Wed Sep 20 17:45:00 CDT 2017

Consensus Actual Previous Revised
Q/Q percent change 0.8% 0.8% 0.5% 0.6%
Y/Y percent change 2.5% 2.5% 2.5%

New Zealand's economy posted solid growth in the three months to June, with gross domestic product growing by 0.8 percent on the quarter, in line with the consensus forecast and up from the revised 0.6 percent growth recorded in the three months to March. GDP grew by 2.5 percent year-on-year in the three months to June, also in line with the consensus forecast and unchanged from the rate recorded in the three months March.

Headline GDP growth in the three months to June reflected stronger growth in the services sector, up 1.0 percent on the quarter after an increase of 0.5 percent previously, and goods producing industries, up 0.6 percent from 0.3 percent previously. This outweighed the impact of weaker growth in primary industries, where output contracted by 0.8 percent on the quarter following a 2.1 percent increase in the previous quarter. The strong growth in the services sector in the three months to June was partly driven by a significant increase in visitors to New Zealand for major international sporting events.

In expenditure terms, GDP rose 1.1 percent in the three months to June, up from a revised 0.5 percent in the three months to March. This increase was mainly driven by stronger exports, which grew by 5.2 percent on the quarter after an increase of just 0.4 percent in the three months to March, with dairy products and tourism among the main contributors to this increase.
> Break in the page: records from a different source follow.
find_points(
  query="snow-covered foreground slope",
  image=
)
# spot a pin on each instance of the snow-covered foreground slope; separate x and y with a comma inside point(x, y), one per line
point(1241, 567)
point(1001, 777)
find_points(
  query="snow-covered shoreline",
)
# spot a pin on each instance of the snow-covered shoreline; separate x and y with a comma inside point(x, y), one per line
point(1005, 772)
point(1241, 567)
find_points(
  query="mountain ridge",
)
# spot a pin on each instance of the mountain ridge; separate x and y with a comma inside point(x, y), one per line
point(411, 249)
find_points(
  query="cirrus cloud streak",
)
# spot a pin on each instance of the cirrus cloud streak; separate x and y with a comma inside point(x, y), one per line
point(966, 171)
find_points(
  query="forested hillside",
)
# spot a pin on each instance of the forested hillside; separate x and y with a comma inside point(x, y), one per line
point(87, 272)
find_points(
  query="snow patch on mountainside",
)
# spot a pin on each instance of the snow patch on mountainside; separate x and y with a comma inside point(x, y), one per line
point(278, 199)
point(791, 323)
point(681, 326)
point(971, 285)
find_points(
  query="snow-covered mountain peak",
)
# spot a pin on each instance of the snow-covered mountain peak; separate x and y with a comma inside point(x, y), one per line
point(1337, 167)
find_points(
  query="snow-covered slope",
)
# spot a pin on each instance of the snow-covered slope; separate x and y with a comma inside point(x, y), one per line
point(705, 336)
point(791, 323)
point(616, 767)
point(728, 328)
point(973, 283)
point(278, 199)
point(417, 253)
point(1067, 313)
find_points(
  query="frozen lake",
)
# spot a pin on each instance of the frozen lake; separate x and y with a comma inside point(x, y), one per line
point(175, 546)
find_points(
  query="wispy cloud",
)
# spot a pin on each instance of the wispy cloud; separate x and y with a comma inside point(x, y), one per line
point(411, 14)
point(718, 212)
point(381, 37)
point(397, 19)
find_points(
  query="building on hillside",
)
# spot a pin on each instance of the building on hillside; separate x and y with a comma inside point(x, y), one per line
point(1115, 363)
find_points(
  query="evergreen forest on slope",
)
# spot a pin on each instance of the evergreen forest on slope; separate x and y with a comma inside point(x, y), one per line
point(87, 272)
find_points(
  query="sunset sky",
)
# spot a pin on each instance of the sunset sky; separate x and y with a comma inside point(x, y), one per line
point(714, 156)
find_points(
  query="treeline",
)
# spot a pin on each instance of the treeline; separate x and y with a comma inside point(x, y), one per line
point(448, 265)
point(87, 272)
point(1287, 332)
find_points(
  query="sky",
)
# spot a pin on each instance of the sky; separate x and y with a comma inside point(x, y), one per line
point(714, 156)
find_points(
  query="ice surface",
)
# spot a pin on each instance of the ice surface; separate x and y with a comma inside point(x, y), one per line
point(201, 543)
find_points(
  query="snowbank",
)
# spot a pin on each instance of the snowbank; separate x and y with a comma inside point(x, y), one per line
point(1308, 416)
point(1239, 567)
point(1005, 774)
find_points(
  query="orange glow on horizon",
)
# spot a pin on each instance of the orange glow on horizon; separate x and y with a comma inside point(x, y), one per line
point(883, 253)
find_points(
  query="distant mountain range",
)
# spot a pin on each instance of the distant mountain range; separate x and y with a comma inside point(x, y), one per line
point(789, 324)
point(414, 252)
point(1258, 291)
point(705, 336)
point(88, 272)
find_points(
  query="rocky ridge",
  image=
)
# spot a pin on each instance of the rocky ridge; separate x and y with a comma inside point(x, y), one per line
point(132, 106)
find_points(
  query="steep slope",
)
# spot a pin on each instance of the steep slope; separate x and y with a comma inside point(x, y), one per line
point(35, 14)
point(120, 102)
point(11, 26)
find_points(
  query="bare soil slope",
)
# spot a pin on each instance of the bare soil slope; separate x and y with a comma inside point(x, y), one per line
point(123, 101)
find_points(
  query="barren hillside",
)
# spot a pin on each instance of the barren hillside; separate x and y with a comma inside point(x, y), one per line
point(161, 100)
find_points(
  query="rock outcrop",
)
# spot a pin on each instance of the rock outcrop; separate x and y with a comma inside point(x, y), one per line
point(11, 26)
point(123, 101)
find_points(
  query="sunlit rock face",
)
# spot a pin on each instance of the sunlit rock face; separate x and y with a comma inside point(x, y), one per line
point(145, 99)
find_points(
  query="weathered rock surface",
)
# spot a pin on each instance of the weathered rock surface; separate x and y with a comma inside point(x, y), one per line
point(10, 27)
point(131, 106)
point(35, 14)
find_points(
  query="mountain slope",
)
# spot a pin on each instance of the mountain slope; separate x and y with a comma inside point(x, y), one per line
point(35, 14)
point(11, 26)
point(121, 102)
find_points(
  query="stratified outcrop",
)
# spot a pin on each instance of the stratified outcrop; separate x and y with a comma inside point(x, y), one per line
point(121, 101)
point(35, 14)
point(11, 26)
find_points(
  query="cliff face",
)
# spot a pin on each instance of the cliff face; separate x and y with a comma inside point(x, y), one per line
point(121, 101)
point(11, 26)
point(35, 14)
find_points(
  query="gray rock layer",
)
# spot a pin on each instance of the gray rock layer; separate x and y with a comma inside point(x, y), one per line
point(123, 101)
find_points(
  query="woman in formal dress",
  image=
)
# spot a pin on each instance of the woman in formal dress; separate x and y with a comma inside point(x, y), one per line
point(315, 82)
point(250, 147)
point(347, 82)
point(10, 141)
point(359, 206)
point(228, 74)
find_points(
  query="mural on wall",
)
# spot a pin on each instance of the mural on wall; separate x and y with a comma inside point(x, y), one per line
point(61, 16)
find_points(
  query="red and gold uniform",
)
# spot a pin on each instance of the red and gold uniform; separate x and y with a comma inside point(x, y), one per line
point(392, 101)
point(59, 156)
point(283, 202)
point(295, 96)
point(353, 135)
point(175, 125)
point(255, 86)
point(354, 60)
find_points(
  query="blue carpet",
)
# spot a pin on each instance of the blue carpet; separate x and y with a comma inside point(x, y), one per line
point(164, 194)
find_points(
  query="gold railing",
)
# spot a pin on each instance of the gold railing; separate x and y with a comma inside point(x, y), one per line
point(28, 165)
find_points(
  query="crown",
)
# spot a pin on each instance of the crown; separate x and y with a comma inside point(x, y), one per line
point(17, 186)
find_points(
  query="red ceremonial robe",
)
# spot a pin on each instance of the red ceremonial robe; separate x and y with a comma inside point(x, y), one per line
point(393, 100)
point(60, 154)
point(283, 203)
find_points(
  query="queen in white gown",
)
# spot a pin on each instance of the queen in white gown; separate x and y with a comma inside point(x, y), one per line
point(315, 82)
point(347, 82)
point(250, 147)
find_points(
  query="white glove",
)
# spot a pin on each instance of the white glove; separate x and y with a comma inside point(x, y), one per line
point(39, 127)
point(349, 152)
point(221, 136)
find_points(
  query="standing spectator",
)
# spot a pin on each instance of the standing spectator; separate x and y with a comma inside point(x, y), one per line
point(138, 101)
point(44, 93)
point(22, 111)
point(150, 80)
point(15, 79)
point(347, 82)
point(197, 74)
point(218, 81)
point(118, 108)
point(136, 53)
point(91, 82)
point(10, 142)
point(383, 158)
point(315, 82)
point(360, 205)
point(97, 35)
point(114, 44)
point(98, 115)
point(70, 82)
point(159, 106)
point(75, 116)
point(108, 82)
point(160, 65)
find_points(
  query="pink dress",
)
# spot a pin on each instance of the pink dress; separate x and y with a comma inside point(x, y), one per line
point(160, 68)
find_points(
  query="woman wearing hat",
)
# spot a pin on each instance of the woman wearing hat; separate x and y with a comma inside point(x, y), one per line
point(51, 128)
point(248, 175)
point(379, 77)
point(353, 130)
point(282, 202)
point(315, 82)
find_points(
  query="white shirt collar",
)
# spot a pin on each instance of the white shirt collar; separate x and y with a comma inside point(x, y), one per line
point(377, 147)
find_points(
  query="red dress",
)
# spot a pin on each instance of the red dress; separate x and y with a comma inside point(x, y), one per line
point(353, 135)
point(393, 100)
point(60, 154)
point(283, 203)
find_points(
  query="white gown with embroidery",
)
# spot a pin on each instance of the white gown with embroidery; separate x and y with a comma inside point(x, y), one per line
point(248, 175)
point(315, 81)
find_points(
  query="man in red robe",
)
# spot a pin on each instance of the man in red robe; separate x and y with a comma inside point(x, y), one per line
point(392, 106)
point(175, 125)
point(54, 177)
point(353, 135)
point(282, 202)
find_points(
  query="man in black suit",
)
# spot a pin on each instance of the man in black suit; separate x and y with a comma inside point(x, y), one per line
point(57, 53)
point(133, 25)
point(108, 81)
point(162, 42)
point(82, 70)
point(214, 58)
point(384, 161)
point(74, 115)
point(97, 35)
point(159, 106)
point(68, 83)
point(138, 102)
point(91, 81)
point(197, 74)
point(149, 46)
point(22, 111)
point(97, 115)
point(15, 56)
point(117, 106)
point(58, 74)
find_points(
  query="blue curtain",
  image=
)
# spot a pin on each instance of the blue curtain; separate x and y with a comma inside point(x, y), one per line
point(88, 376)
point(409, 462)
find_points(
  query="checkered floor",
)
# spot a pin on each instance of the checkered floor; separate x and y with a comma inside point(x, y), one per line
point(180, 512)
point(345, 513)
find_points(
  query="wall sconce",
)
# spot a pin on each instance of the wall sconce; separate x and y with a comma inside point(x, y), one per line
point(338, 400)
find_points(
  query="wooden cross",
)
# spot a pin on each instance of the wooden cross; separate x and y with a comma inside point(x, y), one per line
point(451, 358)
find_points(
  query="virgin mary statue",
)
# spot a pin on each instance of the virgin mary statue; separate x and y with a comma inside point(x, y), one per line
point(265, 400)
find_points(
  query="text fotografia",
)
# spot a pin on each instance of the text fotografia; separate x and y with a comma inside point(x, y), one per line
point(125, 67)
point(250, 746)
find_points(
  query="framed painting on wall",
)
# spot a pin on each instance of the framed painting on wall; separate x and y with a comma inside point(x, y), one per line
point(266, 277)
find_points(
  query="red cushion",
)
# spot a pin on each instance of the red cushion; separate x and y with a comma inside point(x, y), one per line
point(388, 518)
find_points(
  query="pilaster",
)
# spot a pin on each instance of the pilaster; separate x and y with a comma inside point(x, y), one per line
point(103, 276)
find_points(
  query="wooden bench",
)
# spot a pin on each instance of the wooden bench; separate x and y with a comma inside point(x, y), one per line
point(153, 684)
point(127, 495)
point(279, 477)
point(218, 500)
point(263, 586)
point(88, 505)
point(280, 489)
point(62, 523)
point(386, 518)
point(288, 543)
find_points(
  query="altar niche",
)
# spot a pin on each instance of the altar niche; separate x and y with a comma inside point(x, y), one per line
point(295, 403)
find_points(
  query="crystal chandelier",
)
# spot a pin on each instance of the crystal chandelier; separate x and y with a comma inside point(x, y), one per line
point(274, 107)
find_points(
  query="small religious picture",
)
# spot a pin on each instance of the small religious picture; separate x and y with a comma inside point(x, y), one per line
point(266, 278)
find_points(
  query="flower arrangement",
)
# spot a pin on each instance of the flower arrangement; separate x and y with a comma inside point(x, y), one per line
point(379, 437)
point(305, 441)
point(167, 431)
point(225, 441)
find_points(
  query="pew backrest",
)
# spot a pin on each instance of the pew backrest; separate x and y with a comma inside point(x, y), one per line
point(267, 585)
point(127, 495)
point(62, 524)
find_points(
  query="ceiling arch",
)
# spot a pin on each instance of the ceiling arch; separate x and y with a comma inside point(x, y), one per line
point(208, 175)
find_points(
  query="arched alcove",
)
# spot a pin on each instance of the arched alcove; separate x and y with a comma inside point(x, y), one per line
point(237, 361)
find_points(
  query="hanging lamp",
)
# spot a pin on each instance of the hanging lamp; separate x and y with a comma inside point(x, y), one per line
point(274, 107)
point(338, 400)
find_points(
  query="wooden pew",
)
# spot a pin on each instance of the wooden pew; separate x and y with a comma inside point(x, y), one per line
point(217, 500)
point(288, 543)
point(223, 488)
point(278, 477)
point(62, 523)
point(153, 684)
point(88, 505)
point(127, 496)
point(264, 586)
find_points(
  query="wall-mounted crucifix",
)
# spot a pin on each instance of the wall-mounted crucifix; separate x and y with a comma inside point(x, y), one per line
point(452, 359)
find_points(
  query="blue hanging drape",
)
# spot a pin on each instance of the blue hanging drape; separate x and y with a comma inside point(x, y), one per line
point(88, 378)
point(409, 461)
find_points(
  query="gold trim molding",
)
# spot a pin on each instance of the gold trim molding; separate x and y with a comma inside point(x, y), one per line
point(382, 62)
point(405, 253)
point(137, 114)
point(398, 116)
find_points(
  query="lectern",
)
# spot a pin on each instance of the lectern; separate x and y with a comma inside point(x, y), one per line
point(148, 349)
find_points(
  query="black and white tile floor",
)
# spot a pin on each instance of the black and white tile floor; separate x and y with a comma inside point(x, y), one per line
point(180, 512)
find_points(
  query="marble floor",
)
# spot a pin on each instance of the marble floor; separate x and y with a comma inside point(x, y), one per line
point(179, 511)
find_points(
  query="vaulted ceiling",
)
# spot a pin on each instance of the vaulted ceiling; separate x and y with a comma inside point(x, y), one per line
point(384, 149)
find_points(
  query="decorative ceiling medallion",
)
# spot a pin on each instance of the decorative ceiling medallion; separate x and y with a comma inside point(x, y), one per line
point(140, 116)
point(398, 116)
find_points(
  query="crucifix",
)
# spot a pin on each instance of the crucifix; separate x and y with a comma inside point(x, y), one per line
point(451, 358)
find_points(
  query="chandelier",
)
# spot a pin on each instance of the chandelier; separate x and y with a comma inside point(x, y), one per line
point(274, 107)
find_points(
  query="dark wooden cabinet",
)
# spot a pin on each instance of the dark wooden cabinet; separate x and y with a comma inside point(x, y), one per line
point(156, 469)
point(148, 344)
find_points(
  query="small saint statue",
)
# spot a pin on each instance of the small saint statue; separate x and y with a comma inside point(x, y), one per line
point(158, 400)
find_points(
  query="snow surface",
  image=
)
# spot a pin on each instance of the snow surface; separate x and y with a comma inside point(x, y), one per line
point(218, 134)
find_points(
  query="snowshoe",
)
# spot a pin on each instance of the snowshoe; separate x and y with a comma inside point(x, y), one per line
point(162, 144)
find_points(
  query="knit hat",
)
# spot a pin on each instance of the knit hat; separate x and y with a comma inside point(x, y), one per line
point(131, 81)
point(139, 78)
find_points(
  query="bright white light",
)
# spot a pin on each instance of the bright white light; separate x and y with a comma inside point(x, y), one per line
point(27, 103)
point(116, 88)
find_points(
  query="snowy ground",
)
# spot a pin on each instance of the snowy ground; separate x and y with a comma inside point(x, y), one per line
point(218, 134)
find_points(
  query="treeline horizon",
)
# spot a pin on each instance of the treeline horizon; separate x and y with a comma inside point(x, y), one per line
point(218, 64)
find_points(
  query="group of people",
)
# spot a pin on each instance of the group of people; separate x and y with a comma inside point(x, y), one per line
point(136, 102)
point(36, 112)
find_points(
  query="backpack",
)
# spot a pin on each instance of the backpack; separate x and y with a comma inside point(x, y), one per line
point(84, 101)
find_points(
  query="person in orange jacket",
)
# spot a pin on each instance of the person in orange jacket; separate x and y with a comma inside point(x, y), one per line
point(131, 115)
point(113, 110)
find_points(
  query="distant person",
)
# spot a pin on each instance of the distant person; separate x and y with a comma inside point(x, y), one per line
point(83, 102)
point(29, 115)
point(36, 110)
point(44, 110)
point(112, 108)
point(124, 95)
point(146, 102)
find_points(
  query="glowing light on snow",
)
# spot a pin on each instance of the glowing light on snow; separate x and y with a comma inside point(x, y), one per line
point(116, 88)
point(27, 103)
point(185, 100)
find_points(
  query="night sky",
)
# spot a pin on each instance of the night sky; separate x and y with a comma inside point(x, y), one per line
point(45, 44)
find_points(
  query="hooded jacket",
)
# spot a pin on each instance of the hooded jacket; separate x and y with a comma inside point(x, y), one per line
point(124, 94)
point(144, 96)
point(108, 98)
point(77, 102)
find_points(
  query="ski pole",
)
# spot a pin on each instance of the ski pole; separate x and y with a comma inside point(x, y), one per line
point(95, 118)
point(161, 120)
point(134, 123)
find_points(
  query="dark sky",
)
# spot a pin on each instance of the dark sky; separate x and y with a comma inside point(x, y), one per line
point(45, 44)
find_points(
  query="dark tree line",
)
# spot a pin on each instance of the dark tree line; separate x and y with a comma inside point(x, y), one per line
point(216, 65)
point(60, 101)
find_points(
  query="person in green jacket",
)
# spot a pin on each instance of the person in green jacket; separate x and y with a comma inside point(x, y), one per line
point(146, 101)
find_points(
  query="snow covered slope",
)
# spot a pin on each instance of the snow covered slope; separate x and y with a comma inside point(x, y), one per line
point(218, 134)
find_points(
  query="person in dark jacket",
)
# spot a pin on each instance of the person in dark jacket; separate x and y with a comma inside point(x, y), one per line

Government spending also recorded slightly stronger growth on the quarter, up 1.1 percent from 1.0 percent previously. Household spending, however, posted weaker growth of 0.9 percent on the quarter, down from 1.2 percent in the three months to March, while investment in fixed assets fell 0.8 percent after an increase of 1.1 percent previously.

Although today's data shows an increase in headline GDP growth, this was largely driven by temporary factors with some parts of the economy performing weakly. Officials at the Reserve Bank of New Zealand expect growth will pick up in the near-term, supported by accommodative monetary and fiscal policy, but today's report will likely reinforce their preference to keep policy rates on hold at low levels for now.The RBNZ's next policy meeting is scheduled for next week.

GDP data are a comprehensive measure of a New Zealand's overall production and consumption of goods and services. GDP serves as one of the primary measures of overall economic well-being. GDP calculates the total market value of goods and services produced in New Zealand within a given period after deducting the cost of goods and services used up in the process of production. Therefore, GDP excludes intermediate goods and services and considers final aggregates only. The New Zealand System of National Accounts (NZSNA) is a comprehensive accounting framework based on an international standard (System of National Accounts, 1993).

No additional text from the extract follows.